Had my 2nd of 30 rads tx today. It is so different from chemo, it's kind of hard to get used to. Laying on a table all alone in a big room with a machine traveling around you. Going every day is weird too, but at least it's over quickly. Friday is my last day of work for awhile. I'm taking off until school starts again in January. I feel like I'm slowly regaining my energy but I know that it won't be long until this tx saps my strength. It has been a challenging 4 weeks being back in the classroom. The first two weeks were totally exhausting and then I got a really bad cold and sore throat. I love being back with the kids but the stress is just too much right now. Can't wait for 2014!
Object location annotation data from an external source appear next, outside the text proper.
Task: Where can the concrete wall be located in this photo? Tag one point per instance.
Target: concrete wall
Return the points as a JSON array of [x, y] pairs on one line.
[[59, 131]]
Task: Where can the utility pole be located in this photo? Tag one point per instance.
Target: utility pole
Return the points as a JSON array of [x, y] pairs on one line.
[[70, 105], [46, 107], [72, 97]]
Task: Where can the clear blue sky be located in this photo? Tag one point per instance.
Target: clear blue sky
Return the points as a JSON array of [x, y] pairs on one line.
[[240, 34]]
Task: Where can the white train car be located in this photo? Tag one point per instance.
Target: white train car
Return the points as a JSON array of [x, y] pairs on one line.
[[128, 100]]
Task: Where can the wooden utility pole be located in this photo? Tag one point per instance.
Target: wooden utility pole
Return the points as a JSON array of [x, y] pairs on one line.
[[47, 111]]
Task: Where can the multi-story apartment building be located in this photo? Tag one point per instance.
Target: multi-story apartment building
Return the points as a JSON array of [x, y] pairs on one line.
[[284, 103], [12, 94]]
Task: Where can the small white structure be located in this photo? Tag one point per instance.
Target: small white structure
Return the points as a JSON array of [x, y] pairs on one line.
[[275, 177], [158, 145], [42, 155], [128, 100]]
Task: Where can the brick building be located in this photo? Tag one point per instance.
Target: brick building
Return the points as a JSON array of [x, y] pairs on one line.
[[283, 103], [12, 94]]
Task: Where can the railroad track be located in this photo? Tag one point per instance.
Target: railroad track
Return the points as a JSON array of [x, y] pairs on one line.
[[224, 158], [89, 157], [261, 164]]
Angela- Thanks for the information. I will have to call and make an appointment with my surgeon once my onco okeys it. surgeon is across the street from a same day surgery center, so maybe he will do it there. Not sure. I just remember him saying it was no big deal and he can do it in his office. I guess I will find out. I would like to be on the road to recovery by Jan 1. Plan on a mini vacation to vegas to ring in the new year with the fireworks. Can't wait.

Decided to stay on the taxol for my remaining 4 weeks. 3 weeks after today, but who's counting. I figured the "recipe" called for 12 weekly taxols, and even though I did get 1 "free" week. Thought I would continue. Hope and pray the neuropothy doesnt continue. Just didnt want to go on steroids again and start all over with the taxotere when they both carry the same side effects. I guess I will see what happens,

Going for treatment today as a chia pet. I hope the patients have a sense of humor, but at our cancer center not so sure. Doesnt matter, if I don't laugh and have a good time there I dont think I could make it. Laughter is the best medicine. Praying for all of us still receiving treatment for minimal side effects and for the sisters finished.